Among 473 patients enrolled, 129 had surgery and had adequate follow-up data, and of these patients, 54 (42%) developed IF. Of the 265 patients who did not require surgery, 6 (2%) developed IF (OR 31.1, 95% CI, 12.9 - 75.1, P < .001). Multivariate analysis identified the following risk factors for IF: use of parenteral antibiotics on the day of NEC diagnosis (OR = 16.61, P = .022); birth weight < 750 grams, (OR = 9.09, P < .001); requirement for mechanical ventilation on the day of NEC diagnosis (OR = 6.16, P = .009); exposure to enteral feeding before NEC diagnosis (OR=4.05, P = .048); and percentage of small bowel resected (OR = 1.85 per 10 percentage point greater resection, P = .031).
The incidence of IF among infants undergoing surgical treatment for NEC is high. Variables characteristic of severe NEC (low birth weight, antibiotic use, ventilator use, and greater extent of bowel resection) were associated with the development of IF.
确定患有坏死性小肠结肠炎(NEC)的婴儿接受手术治疗后发生肠衰竭(IF)的风险因素。

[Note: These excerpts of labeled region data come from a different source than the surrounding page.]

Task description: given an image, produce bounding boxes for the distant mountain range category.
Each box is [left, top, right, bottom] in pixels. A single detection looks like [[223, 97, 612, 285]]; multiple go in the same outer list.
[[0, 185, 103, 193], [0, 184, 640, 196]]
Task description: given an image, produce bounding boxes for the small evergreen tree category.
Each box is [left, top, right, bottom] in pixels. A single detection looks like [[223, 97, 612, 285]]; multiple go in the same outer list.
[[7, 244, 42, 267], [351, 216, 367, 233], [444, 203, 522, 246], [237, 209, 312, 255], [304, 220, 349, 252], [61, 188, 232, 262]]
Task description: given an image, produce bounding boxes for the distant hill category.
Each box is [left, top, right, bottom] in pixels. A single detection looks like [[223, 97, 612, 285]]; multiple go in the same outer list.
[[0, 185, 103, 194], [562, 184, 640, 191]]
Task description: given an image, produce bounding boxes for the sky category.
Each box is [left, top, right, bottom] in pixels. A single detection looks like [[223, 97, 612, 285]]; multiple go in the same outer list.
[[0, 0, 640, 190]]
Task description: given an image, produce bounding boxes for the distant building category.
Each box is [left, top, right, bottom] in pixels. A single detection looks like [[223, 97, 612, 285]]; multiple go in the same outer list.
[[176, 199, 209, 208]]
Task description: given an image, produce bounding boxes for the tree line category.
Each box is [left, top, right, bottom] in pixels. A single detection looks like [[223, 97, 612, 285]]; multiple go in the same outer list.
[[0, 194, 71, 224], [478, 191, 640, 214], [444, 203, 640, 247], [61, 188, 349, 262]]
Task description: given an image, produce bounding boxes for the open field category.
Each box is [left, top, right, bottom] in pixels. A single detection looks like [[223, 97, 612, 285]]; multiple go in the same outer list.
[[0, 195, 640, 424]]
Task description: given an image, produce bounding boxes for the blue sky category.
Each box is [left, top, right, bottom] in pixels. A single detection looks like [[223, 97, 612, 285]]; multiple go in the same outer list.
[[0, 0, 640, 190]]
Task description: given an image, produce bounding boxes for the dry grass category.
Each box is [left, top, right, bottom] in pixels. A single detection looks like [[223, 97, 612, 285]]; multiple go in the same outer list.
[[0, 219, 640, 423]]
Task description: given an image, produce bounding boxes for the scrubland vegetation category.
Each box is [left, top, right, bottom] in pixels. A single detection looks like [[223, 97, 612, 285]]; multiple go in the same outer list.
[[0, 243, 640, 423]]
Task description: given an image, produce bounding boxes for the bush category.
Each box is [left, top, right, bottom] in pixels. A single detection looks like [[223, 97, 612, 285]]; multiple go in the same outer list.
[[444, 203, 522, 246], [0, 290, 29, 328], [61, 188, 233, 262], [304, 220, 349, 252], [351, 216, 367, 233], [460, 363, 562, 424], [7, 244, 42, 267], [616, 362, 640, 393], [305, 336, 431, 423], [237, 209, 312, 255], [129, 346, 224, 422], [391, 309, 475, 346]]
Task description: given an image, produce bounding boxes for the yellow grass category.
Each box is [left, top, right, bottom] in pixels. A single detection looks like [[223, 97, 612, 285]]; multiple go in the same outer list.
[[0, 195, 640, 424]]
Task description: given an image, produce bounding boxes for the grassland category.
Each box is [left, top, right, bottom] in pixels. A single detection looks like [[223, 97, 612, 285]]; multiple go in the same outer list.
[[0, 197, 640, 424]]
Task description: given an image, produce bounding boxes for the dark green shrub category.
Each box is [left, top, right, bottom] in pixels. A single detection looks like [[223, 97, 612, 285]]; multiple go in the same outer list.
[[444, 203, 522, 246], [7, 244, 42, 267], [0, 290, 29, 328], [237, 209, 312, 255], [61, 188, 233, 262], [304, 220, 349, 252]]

婴儿参与了一项多中心前瞻性队列研究。IF 的定义为需要肠外营养>90 天。采用逻辑回归确定 IF 的预测因素。
在纳入的 473 名患者中,129 名接受了手术且有足够的随访数据,其中 54 名(42%)发生了 IF。在未接受手术的 265 名患者中,有 6 名(2%)发生了 IF(OR 31.1,95%CI,12.9-75.1,P<.001)。多变量分析确定了 IF 的以下风险因素:NEC 诊断日使用肠外抗生素(OR=16.61,P=.022);出生体重<750 克(OR=9.09,P<.001);NEC 诊断日需要机械通气(OR=6.16,P=.009);NEC 诊断前开始肠内喂养(OR=4.05,P=.048);以及小肠切除的百分比(OR=每切除 10%增加 1.85,P=.031)。
接受 NEC 手术治疗的婴儿 IF 的发生率较高。与 IF 发生相关的变量是具有严重 NEC 特征的变量(低出生体重、抗生素使用、呼吸机使用和更大范围的肠切除)。